The critic will then ask whether we have read this or that book by Cornelius Van Til, or Greg Bahnsen, or John Frame, or Scott Oliphant, and so on. The implication is: If you haven’t read X specific book, then you are not qualified to evaluate the ideas under discussion.
This is a dirty tactic of rhetoric. Instead of addressing the claim itself, just accuse the other person of ignorance and make them prove you wrong by having read every single book on the topic.
At FTNCI, we have read much from Van Til and his followers. We haven’t read all that these men have published. We don’t necessarily go on record about which books we have and have not yet read. We prefer to focus on the substance of the disagreement between Classical Apologetics/Philosophy and Presuppositionalism.

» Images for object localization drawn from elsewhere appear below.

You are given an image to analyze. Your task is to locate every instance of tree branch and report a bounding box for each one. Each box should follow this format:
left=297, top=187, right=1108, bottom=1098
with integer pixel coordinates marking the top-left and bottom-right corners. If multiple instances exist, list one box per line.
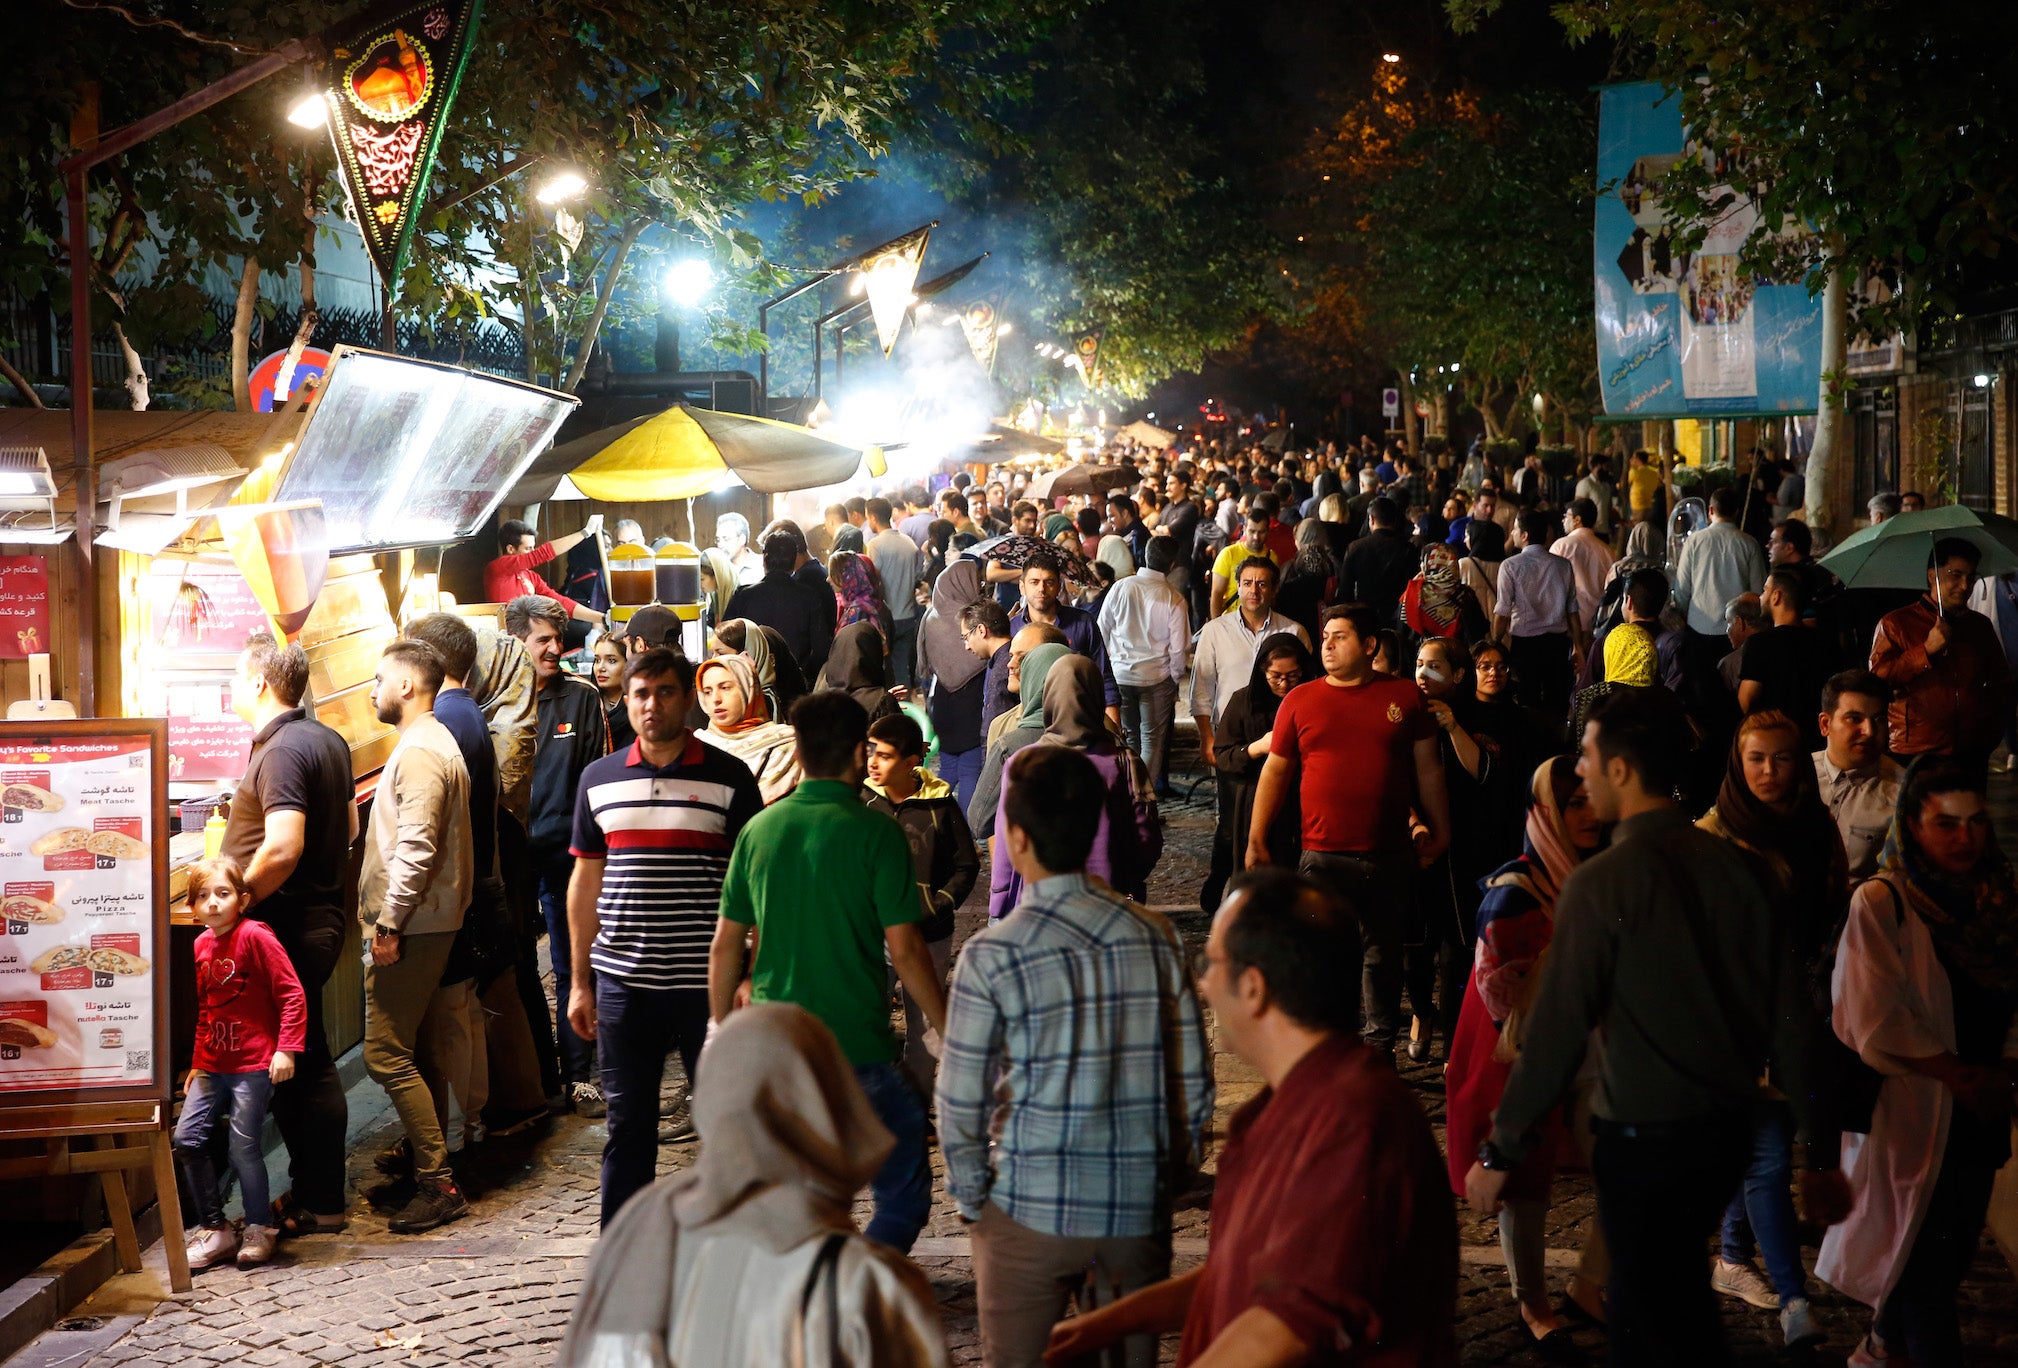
left=565, top=219, right=647, bottom=393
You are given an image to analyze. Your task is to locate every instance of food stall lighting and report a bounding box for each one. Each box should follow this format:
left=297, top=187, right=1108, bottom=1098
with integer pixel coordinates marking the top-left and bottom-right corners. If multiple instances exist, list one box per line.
left=915, top=302, right=933, bottom=320
left=1974, top=372, right=1994, bottom=388
left=662, top=259, right=714, bottom=307
left=286, top=92, right=328, bottom=129
left=1382, top=52, right=1402, bottom=63
left=997, top=322, right=1013, bottom=337
left=534, top=170, right=588, bottom=204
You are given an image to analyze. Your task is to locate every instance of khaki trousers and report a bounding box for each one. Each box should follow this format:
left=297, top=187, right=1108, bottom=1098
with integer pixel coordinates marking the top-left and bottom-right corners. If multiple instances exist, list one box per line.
left=970, top=1201, right=1169, bottom=1368
left=364, top=929, right=457, bottom=1182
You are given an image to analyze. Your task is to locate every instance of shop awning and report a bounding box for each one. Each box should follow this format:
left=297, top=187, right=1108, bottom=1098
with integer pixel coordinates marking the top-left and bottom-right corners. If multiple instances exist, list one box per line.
left=502, top=404, right=870, bottom=505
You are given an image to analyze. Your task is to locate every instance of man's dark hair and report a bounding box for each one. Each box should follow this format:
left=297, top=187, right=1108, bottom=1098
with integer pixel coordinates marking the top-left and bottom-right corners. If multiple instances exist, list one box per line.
left=505, top=594, right=568, bottom=640
left=1903, top=758, right=1987, bottom=830
left=1003, top=746, right=1103, bottom=873
left=1586, top=687, right=1689, bottom=797
left=497, top=518, right=534, bottom=553
left=1108, top=494, right=1137, bottom=521
left=1933, top=536, right=1982, bottom=572
left=1624, top=568, right=1669, bottom=621
left=242, top=630, right=308, bottom=707
left=1775, top=520, right=1812, bottom=557
left=1821, top=668, right=1892, bottom=715
left=959, top=598, right=1011, bottom=639
left=1320, top=601, right=1380, bottom=640
left=405, top=612, right=478, bottom=684
left=865, top=497, right=894, bottom=527
left=1465, top=518, right=1508, bottom=561
left=1366, top=496, right=1401, bottom=530
left=1710, top=486, right=1743, bottom=520
left=1022, top=552, right=1064, bottom=583
left=382, top=639, right=446, bottom=696
left=940, top=490, right=968, bottom=518
left=1234, top=553, right=1279, bottom=586
left=1765, top=566, right=1809, bottom=613
left=619, top=645, right=695, bottom=694
left=1076, top=507, right=1104, bottom=538
left=903, top=484, right=930, bottom=511
left=1145, top=536, right=1178, bottom=574
left=1251, top=491, right=1281, bottom=521
left=1220, top=868, right=1360, bottom=1033
left=1011, top=499, right=1039, bottom=520
left=868, top=711, right=926, bottom=759
left=791, top=690, right=870, bottom=778
left=1518, top=509, right=1554, bottom=546
left=1568, top=497, right=1599, bottom=528
left=845, top=496, right=867, bottom=518
left=762, top=533, right=798, bottom=577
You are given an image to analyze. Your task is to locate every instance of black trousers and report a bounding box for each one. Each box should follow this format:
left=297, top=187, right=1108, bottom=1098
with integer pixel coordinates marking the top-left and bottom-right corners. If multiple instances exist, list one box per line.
left=1297, top=850, right=1406, bottom=1048
left=264, top=906, right=351, bottom=1216
left=1592, top=1111, right=1752, bottom=1367
left=1876, top=1113, right=2000, bottom=1364
left=1509, top=631, right=1573, bottom=720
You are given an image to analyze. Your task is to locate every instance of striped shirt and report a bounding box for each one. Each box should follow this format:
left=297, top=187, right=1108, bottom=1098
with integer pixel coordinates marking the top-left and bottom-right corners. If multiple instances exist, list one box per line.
left=938, top=873, right=1214, bottom=1237
left=569, top=736, right=764, bottom=989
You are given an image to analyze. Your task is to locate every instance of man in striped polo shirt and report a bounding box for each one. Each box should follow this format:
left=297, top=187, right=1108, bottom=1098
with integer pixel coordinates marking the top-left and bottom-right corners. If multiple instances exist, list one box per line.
left=565, top=648, right=764, bottom=1226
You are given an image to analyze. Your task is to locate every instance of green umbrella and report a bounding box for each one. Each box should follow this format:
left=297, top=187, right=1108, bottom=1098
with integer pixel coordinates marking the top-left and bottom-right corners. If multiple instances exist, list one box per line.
left=1816, top=505, right=2018, bottom=589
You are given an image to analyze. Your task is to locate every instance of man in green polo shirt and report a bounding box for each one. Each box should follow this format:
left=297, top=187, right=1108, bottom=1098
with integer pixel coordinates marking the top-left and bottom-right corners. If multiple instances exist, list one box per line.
left=709, top=690, right=949, bottom=1253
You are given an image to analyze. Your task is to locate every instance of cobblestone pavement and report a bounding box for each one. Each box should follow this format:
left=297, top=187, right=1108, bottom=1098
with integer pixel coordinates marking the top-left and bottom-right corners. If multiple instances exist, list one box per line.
left=18, top=726, right=2018, bottom=1366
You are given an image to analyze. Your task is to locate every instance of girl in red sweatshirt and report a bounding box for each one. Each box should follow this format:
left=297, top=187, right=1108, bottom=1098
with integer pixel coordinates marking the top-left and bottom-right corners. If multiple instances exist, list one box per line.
left=173, top=855, right=306, bottom=1269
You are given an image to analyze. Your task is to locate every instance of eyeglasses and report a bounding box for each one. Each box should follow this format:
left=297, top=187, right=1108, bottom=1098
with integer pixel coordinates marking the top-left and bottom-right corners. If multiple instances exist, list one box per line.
left=1476, top=659, right=1511, bottom=673
left=1264, top=670, right=1302, bottom=687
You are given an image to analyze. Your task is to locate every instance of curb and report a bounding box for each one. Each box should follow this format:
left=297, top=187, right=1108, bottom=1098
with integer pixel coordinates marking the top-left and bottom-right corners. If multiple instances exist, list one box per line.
left=0, top=1204, right=162, bottom=1364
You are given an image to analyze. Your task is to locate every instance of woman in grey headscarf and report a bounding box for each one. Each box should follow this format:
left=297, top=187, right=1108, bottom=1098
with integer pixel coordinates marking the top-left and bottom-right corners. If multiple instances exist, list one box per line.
left=915, top=561, right=990, bottom=810
left=561, top=1003, right=948, bottom=1368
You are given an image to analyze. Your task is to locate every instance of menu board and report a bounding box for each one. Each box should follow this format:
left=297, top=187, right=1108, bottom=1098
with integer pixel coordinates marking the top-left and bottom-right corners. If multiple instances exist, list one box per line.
left=0, top=723, right=167, bottom=1106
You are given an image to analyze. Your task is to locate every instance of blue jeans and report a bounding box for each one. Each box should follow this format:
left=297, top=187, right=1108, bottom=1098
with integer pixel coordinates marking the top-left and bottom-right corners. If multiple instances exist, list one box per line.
left=1720, top=1102, right=1804, bottom=1301
left=853, top=1061, right=932, bottom=1253
left=538, top=854, right=595, bottom=1086
left=596, top=975, right=710, bottom=1228
left=1117, top=677, right=1179, bottom=788
left=174, top=1070, right=275, bottom=1227
left=939, top=745, right=986, bottom=815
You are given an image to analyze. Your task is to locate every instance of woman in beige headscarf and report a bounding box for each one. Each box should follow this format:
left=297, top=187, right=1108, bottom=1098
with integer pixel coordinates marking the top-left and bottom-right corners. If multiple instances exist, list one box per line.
left=561, top=1003, right=949, bottom=1368
left=695, top=655, right=803, bottom=805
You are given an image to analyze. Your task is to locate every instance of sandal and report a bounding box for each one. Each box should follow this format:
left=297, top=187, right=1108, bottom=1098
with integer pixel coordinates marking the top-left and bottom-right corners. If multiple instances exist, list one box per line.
left=271, top=1190, right=348, bottom=1239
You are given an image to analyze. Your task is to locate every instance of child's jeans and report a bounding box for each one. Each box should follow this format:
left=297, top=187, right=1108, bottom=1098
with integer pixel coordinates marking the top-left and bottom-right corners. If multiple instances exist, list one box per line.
left=174, top=1070, right=275, bottom=1227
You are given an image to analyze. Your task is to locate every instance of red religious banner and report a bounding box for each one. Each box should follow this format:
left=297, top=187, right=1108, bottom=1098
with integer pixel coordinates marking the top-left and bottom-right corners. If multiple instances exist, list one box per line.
left=0, top=557, right=50, bottom=659
left=323, top=0, right=485, bottom=289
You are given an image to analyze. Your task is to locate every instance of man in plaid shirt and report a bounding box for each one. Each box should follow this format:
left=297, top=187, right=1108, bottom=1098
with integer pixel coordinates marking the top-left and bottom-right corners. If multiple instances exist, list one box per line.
left=939, top=744, right=1213, bottom=1368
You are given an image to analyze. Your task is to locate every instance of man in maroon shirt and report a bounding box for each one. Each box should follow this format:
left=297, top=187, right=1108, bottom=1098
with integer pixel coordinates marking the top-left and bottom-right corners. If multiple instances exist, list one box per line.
left=1247, top=601, right=1449, bottom=1052
left=482, top=516, right=608, bottom=627
left=1046, top=868, right=1458, bottom=1366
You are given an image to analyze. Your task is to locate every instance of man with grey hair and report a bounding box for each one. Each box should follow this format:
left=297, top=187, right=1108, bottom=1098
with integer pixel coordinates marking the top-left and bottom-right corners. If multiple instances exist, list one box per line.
left=1867, top=491, right=1902, bottom=525
left=612, top=519, right=647, bottom=550
left=1719, top=591, right=1769, bottom=695
left=715, top=511, right=763, bottom=583
left=507, top=595, right=610, bottom=1115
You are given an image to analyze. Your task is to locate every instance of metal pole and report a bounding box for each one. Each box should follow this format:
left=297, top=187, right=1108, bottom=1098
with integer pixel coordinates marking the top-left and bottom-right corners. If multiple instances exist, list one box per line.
left=812, top=319, right=824, bottom=400
left=66, top=169, right=96, bottom=717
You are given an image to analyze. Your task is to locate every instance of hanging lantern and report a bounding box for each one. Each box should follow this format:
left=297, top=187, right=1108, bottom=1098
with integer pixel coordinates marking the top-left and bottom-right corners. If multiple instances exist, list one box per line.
left=858, top=225, right=933, bottom=357
left=214, top=501, right=331, bottom=642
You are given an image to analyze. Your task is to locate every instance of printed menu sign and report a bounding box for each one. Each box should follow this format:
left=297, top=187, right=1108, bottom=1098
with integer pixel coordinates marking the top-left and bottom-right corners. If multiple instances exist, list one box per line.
left=0, top=732, right=155, bottom=1093
left=0, top=557, right=49, bottom=659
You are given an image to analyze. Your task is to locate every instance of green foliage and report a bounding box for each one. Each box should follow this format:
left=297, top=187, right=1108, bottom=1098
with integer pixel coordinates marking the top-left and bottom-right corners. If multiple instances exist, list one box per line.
left=1448, top=0, right=2018, bottom=338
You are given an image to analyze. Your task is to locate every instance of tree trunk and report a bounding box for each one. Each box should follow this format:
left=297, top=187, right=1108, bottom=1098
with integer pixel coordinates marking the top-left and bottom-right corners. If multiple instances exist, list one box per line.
left=111, top=321, right=148, bottom=411
left=0, top=353, right=43, bottom=408
left=1806, top=265, right=1851, bottom=536
left=1398, top=374, right=1420, bottom=455
left=275, top=203, right=319, bottom=405
left=230, top=255, right=260, bottom=412
left=565, top=220, right=646, bottom=393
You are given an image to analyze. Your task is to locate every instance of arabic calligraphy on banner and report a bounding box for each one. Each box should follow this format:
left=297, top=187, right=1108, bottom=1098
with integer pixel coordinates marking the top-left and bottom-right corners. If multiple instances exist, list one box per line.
left=0, top=557, right=50, bottom=660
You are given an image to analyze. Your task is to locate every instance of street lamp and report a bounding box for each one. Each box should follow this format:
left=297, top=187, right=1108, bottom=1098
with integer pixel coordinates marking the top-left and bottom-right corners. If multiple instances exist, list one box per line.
left=1382, top=52, right=1402, bottom=63
left=663, top=259, right=714, bottom=308
left=534, top=170, right=587, bottom=204
left=286, top=91, right=327, bottom=129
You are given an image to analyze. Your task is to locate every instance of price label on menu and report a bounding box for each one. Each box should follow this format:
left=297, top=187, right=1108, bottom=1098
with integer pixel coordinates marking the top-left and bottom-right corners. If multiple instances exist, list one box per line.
left=0, top=731, right=156, bottom=1095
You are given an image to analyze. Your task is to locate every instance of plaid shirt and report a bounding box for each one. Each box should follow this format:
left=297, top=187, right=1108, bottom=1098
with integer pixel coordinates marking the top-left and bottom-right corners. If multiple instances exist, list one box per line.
left=938, top=873, right=1213, bottom=1237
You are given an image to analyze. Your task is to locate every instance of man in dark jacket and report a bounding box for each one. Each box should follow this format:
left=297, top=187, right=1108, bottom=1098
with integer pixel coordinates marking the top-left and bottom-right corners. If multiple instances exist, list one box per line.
left=506, top=595, right=610, bottom=1116
left=864, top=711, right=980, bottom=1095
left=725, top=532, right=836, bottom=680
left=1338, top=497, right=1419, bottom=626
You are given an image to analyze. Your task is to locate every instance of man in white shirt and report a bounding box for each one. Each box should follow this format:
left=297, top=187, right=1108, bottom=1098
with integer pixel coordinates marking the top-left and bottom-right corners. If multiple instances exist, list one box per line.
left=1551, top=497, right=1616, bottom=629
left=1193, top=557, right=1309, bottom=910
left=1494, top=510, right=1583, bottom=717
left=1574, top=457, right=1618, bottom=539
left=1673, top=485, right=1768, bottom=681
left=1813, top=669, right=1902, bottom=880
left=1098, top=537, right=1191, bottom=795
left=864, top=496, right=922, bottom=688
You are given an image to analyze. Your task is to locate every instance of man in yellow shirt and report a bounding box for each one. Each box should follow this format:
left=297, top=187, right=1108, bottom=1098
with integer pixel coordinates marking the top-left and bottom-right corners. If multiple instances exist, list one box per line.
left=1626, top=450, right=1664, bottom=526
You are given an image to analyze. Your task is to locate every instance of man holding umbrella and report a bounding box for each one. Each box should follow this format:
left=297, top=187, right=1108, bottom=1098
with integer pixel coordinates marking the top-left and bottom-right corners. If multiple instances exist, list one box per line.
left=1869, top=536, right=2009, bottom=766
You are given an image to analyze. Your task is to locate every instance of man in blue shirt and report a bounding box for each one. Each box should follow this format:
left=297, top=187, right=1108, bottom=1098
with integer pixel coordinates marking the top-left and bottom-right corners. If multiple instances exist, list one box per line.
left=941, top=744, right=1212, bottom=1366
left=1008, top=553, right=1121, bottom=722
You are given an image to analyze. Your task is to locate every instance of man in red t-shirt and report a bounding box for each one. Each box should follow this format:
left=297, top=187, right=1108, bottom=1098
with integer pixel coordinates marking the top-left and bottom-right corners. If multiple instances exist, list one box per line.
left=1246, top=602, right=1448, bottom=1053
left=482, top=515, right=608, bottom=627
left=1045, top=869, right=1459, bottom=1367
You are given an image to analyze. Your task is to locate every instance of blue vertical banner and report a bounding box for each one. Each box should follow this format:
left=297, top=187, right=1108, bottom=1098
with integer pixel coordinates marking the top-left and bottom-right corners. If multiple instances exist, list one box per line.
left=1595, top=83, right=1821, bottom=418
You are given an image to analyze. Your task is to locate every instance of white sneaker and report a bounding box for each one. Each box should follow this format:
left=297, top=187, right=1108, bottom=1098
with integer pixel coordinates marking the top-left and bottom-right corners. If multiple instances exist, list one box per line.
left=236, top=1223, right=277, bottom=1266
left=185, top=1223, right=239, bottom=1270
left=1780, top=1297, right=1823, bottom=1348
left=1710, top=1257, right=1781, bottom=1310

For instance, to our knowledge, no one online has yet stated a concise definition of Vantillian Presuppositionalism that differentiates it from both Classical Apologetics and Fideism.
(If you are able to quote a definition from one of the sources or to create a definition, please let us know.)
The advocates of Presuppositionalism that we have so far encountered have consistently shown an inability to meet the challenge. This is a sign that they are unprepared to have an adult-level discussion of the subject.
We asked Dr. John Frame if he could define Vantillian Presuppositionalism in a way that differentiates it from both Classical Apologetics and Fideism. He failed to offer clarity on this topic and obfuscated. Read the whole story on that incident here:
On Twitter, Dr. James White has also repeatedly obfuscated when asked the same question.
We realized it is not productive to try to debate the merits of Van Til’s view with people who are unwilling or unable to define that view. We also realized that the Presuppositionalists should be called out for their obfuscation. In order to accomplish this task, we posted a public challenge:
Presuppositionalists: Can you state a concise definition of Vantillian Presuppositionalism that differentiates it from both Classical Apologetics and Fideism?
Generally, our policy when interacting with Presuppositionalists will be to ask them to offer such a definition. Until that happens, they are not ready for a serious discussion.
And no, they are not going to get an answer when they try to use the dirty tactic of sidetracking discussions about the substance by insisting that we publicly list the books we have and have not read.